Theorem: Any graph with $n\geq3$ vertices and degree $\delta(G)\geq n/2$ contains a Hamiltonian cycle. My proof: Proving $G$ is connected is trivial. Let $$P=x_1 x_2 x_3 \cdots x_k$$ be the longest path in $G$. If $x_1$ is adjacent to some $v\notin P$, then path $vP$ is longer than $P$ contradicting the fact that $P$ is the longest path. Same argument holds for $x_k$. Thus all vertices forming an edge with $x_k$ and $x_1$ lie on $P$. We know that $$\operatorname{deg}(x_1)\geq n/2$$ $$\operatorname{deg}(x_k)\geq n/2$$ That means at least $n/2$ vertices from the set $S_1=\{x_2,x_3,x_4\cdots,x_k\}$ form an edge with $x_1$.

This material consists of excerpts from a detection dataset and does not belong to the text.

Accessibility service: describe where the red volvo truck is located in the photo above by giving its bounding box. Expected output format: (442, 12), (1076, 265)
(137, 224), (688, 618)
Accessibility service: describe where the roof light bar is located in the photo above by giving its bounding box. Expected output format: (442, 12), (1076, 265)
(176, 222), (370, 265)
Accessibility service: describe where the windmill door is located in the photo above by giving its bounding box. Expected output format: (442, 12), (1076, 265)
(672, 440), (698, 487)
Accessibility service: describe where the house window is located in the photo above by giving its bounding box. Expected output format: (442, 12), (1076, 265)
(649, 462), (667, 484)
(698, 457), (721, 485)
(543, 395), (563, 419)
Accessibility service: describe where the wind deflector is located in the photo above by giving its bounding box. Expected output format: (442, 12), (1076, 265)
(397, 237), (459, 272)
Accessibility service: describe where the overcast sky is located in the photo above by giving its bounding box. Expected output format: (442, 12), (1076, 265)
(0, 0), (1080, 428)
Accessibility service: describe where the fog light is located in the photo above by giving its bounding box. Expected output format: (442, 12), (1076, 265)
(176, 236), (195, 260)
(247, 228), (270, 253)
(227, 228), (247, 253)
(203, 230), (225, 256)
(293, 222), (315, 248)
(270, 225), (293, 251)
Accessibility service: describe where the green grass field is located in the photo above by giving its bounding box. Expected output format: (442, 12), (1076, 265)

Also $n/2$ vertices from the set $S_k=\{x_1,x_2,x_3,\cdots,x_{k-1}\}$
The longest path cannot be bigger than the amount of vertices of $G$ thus $k\leq n$. Furthermore, we have $$|S_1|=|S_k|=k-1<n$$ From each of $S_1,S_k$ we have to choose exactly $n/2$ elements, thus $n$ elements from both sets. By Pigeonhole principle there exists some $x_i$, such that it is chosen from both $S_1,S_k$ thus forming an edge with both $x_1$ and $x_k$. This gives cycle $$C=x_1 x_2\cdots x_i x_k x_{k-1} x_{k-2}\cdots x_{i+1} x_i x_1$$ Now it sufficies to prove $C$ is Hamiltonian and that's the point where I am stuck. I've been given a suggestion to proceed by contradiction. Suppose we have some vertex $y\notin C$ such that it forms an edge with some $x_j$ which would give a contradiction because we would be able to construct longer path than $P$.
1.) How can I assume that $y$ forms an edge with some $x_j$?
2.) Using the vertex $y$, how do I construct the longer path than $P$ is thus contradicting the statement that $C$ is non-Hamiltonian thus proving the theorem?
Since you have shown that the graph is connected, the portion of the graph not contained in your cycle must connect to some point of your cycle. In particular, there will be at least one vertex y that satisfies your requirements. This y can be strung together with your cycle to create a path of larger length contradicting your initial assumption. More explicitly, say your cycle is $x_1, \dots, x_k$ and y connects to $x_j$, then your new path is $y, x_j, x_{j+1}, \dots, x_k, x_1, \dots, x_{j-1}$.